The very first thing I noticed about her house was the smell.  The odor grabbed me the minute we walked through the front door. It wrapped around me like an impenetrable cage, trapping my senses. My hands wanted to reach up and cover my nose in safety. My eyes franctically searched for a clock as if being able to watch the time move forward might help save me from my immediate discomfort.  I began noticing things.  My friend's hair; hair I had said was "thick like mine,” at school, suddenly seemed like a different kind of thick. I looked at her and saw every detail of different in the texture of her thick hair. Next, my mind took me back to the news I had recently overheard on TV about the Gulf War.  Pictures of fighter jets and bombs had flashed across our TV screen.  Thinking about it reminded me that there were scary "other" countries out there. As I stood in my friend's home, it all at once felt imperative to remember if it was Iran or Iraq that we were at war with. I was in junior high. My new friend was my first Iranian-American friend and she had eagerly invited me into her house for the first time just a few weeks prior. 

Shortly after the inaudible introduction of smell, my friend introduced me to her mother.  Her mother stood in the kitchen, and beside her hands hard at work over an open counter, was a stack of homemade flatbread.  It towered proudly, speaking straight to my ignorance.  We exchanged a few polite words.  As I listened to her mother speak, I noticed how her English words were accessorized with an accent like my own mother’s, and how there was something in the way of her intensity as she prepared food for her family’s table, that reminded me of my own mother’s passion to feed people.  

My friend's and my differences were manifest to me in that moment.  There were no detours around them and there was no way to hide them.  And yet, right in the middle of our disparity, I found resemblance.  In that moment, I had a choice to notice these things and move forward towards different, or to disengage and survive the different.
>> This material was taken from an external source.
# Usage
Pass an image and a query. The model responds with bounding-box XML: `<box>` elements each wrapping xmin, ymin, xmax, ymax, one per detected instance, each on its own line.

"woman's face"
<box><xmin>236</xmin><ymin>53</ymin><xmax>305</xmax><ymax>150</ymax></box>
I ended up going back to my Iranian-American friend's house that year.  We laughed there, connected there, and though I didn't know it at the time,  I learned and grew there in ways that would shape me for the rest of my life. It seemed that smell I first encountered changed over time;  but what really changed was me.

Last year, my friend Michelle texted me and asked me if I would meet her at a local Korean restaurant. We had been friends for a couple of years at that point. It meant the world to me that she knew I was Korean.  It may seem silly to have to say this, but I can’t tell you how many white friends I have had that might not be able to tell you if I was Korean,  Japanese or Chinese after years of knowing me.  She remembered. We sat at the table, and I watched her try Bibimbap and handle her first servings of Oi Kimchi and Gochujang like a boss, despite her unfamiliarity and claims she had made before ordering that she couldn’t handle spicy food.  We talked about both of our lives, but as we sat there across the table, our Jeokkarak (traditional Korean stainless steel chopsticks) in hand, she asked me questions about the Korean parts of my story. And then, she listened.  Her text of invitation to meet for Korean food was simple, but intentional. She had no guarantees of enjoying the new-to-her flavors, but she moved towards what was different in our friendship anyway.  And it healed a small piece of broken in me.
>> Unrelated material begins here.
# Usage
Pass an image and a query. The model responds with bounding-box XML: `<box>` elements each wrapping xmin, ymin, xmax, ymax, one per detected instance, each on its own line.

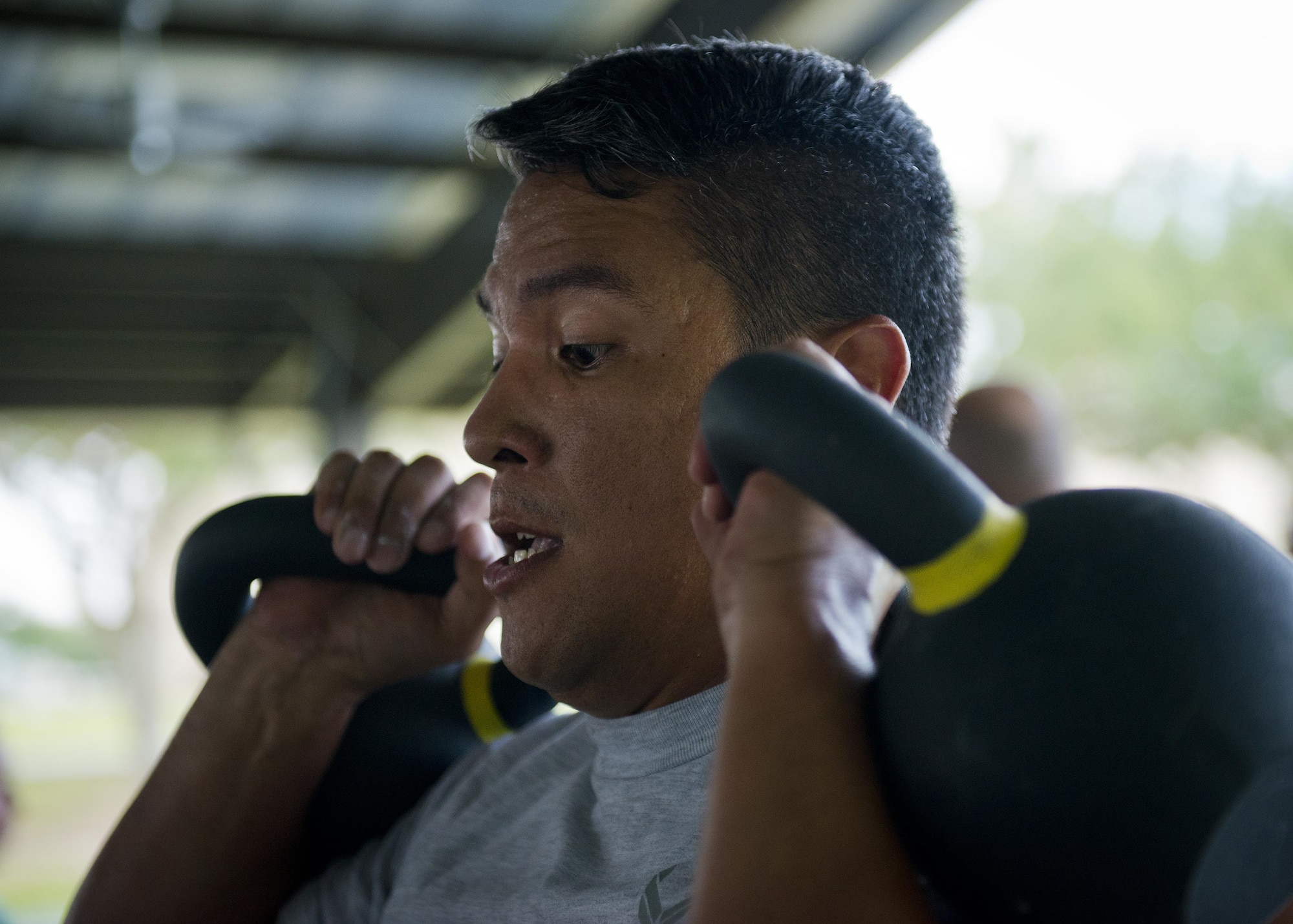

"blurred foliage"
<box><xmin>0</xmin><ymin>607</ymin><xmax>107</xmax><ymax>664</ymax></box>
<box><xmin>966</xmin><ymin>145</ymin><xmax>1293</xmax><ymax>457</ymax></box>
Moving towards different, no matter how different, can create the most beautiful places of unexpected similarity, necessary healing, and transformative redemption in each of our lives. 

The broken place of hatred and racism in our world breaks God's heart more than any of ours. If you are hurting in this place, he is catching your tears; not one goes unnoticed! And, he cries with you.  He is FOR you. If you are afraid and living in fear, he is the answer to your deepest fears of different. His perfect love is the only thing that can drive that fear away.  He is FOR you.  When the headlines haunt me, break my heart and ridicule the hope I have for healing in this broken place, I find peace and hope and renewed motivation in who the Bible says that Jesus is.  He tells his imperfect yet perfectly-loved followers to become like him.  He is FOR US.  Us together is where holy things happen in His name.

Jesus moved towards different.  He calls his Bride to the same.